Dans son rapport sur les perspectives économiques mondiales, le Fonds prévoit une aggravation de la récession en zone euro de 0,4% cette année

La crise dans la zone euro reste la plus claire menace sur les perspectives mondiales». Tel est le constat sans appel dressé par le FMI dans son rapport sur les perspectives économiques mondiales. La récession en zone euro devrait atteindre 0,4% contre -0,3% attendu en juillet, et le retour à la croissance l’année prochaine sera limité à 0,2%, soit 0,5 point de moins que ses précédentes estimations. L'économie italienne devrait se contracter de 2,3% cette année et de 0,7% l'année prochaine, l’économie espagnole de 1,5% et 1,3%. La récession en Grèce devrait encore atteindre 6% cette année et 4% l’année prochaine.

«Les besoins de refinancement de la dette publique sont encore énormes et exposent les pays aux aléas des marchés financiers» estime qui le FMI qui exhorte à poursuivre l'assainissement des finances publiques. Et de se féliciter du fait que «pour près de la moitié des pays couverts, les déficits devraient s'établir l'an prochain à des niveaux inférieurs ou égaux à ceux d'avant la crise».

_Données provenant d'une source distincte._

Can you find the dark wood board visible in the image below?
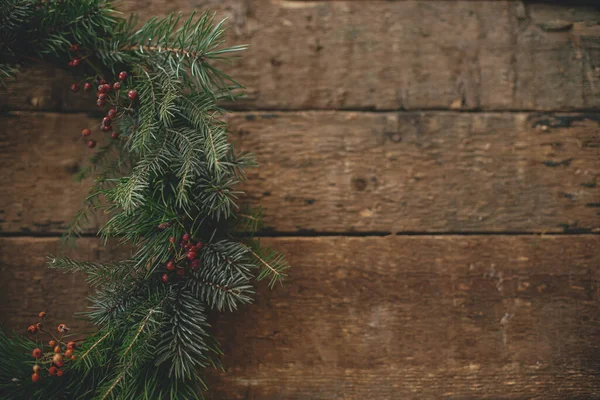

Mais «la crise de la zone euro s'est aggravée en dépit des décisions politiques visant à la résoudre» constate l’institution qui remet en cause l’efficacité des politiques d’austérité dans les pays les plus vulnérables. «Les mesures axées sur les dépenses et les recettes ont une forte incidence sur l'emploi et l'équité sociale, qu'il faudrait prendre en compte pour pérenniser les vastes efforts de rééquilibrage en cours» indique le rapport qui va jusqu’à appeler à «freiner l'ajustement prévu en 2013 et au-delà» pour les pays dont la croissance «chute nettement en deçà des projections actuelles».

En outre, le Fonds estime que le reflux de l’inflation de 2,3% cette année à 1,6% en 2013 donne des marges de manœuvre à la BCE pour baisser ses taux directeurs. D’autant que les indicateurs «restent dans le rouge, ce qui suggère que la faiblesse se répand de la périphérie vers l'ensemble de la zone euro», touchant tous les pays, y compris l'Allemagne. La croissance allemande devrait stagner à 0,9% en 2012 et 2013. En France, elle devrait être atone à 0,1% cette année et 0,4% en 2013.

Et l’Europe ne peut plus compter sur le soutien de la croissance extérieure. Le FMI table sur une croissance mondiale à 3,3% cette année et 3,6% en 2013. Et de s’inquiéter du «fiscal cliff» aux Etats-Unis, qui, en cas de non accord au Congrès pour prolonger ou remplacer les exemptions fiscales accordées par l'administration Bush, aura un effet négatif estimé à 3 points de PIB.